Just growing as a man. I think there's been a lot of learning in the last three years. Not just the music and carving these messages and what I have to say -- I think when I do a project that is conceptual I learn a lot over the course of creating the project as I try to make this idea come together and be a cohesive -- but life is happening at the same time. I've done five tours since The Water[s] dropped. I have a business manager, and three businesses, and I do interviews and photoshoots and I have nine people pulling from me for different informations at different times throughout the day. I just had to learn how to deal with all of that, and move through those spaces and adjust. I think that's the most significant part of change in me, is learning how to adjust and balance all of these things. I think with all of that I still have family and friends who still wanna feel like family and friends.

What would you say is your greatest strength as an artist?

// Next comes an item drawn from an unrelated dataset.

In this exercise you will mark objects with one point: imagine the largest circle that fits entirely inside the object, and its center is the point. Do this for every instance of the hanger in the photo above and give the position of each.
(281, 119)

What makes you different?

I don't know. I would just say my mind.

When were you the furthest away from God? Was it a singular moment?

It was gradual. I was just crumbling under a lot of the pressure of -- not crumbling but figuring out what to do. I don't know how to respond and I don't know how to address these things that I can't do nothing about that also aren't my fault that also aren't what I want. I don't know how to balance my time, emotions that people keep coming at me with and it was just feeling like trapped under all this pressure, not knowing what to do. God knows what to do, God can relieve some of it.

When did you start working on the album?

I started the album in February of last year. The first song I made was “Drowning.” I continued hashing out the message -- songs came out in spurts, three songs at a time. One song here, one song there.

People don't realize how much of the process is thinking. When I get into the studio and record three or four songs for the album, and two of them are “Spread Love” and “Plugged” -- that's not just, "oh this is a hot session" -- it's arriving at all that I'd been thinking about and it came out in those songs.

On the opening track of the on the album, you say that you’ve been meditating. Is that literal?

Yes, I've literally been meditating. It's that time to be alone, and really reflect on everything that's going on in my life. The decisions I've made and who they might affect. To really consider these things, and sit down and think. There's a lot of waking up at 6AM in my living room, smoking, and thinking.

Does the weed help your creative process?

Weed doesn't help me, I just like to smoke. The way I think about weed and how it affects you is that it makes you think differently. No better or worse. In my experience, everything is on a plane. Things have different dimensions. It's not better or worse.

I could think about a shoestring high as hell and focus on a shoestring in a way that I've never done before. Why? ‘Cause I'm trippin'. But if I pull some metaphor from the colors or suede on the shoestring -- if a valuable idea comes from that -- why is that stupid or lesser? It's not. I've got great ideas that I got while high. Do I think I could've arrived at them without being high? No.

There’s no discernible trend in your cover art. What was the idea behind the cover for The Healing Component?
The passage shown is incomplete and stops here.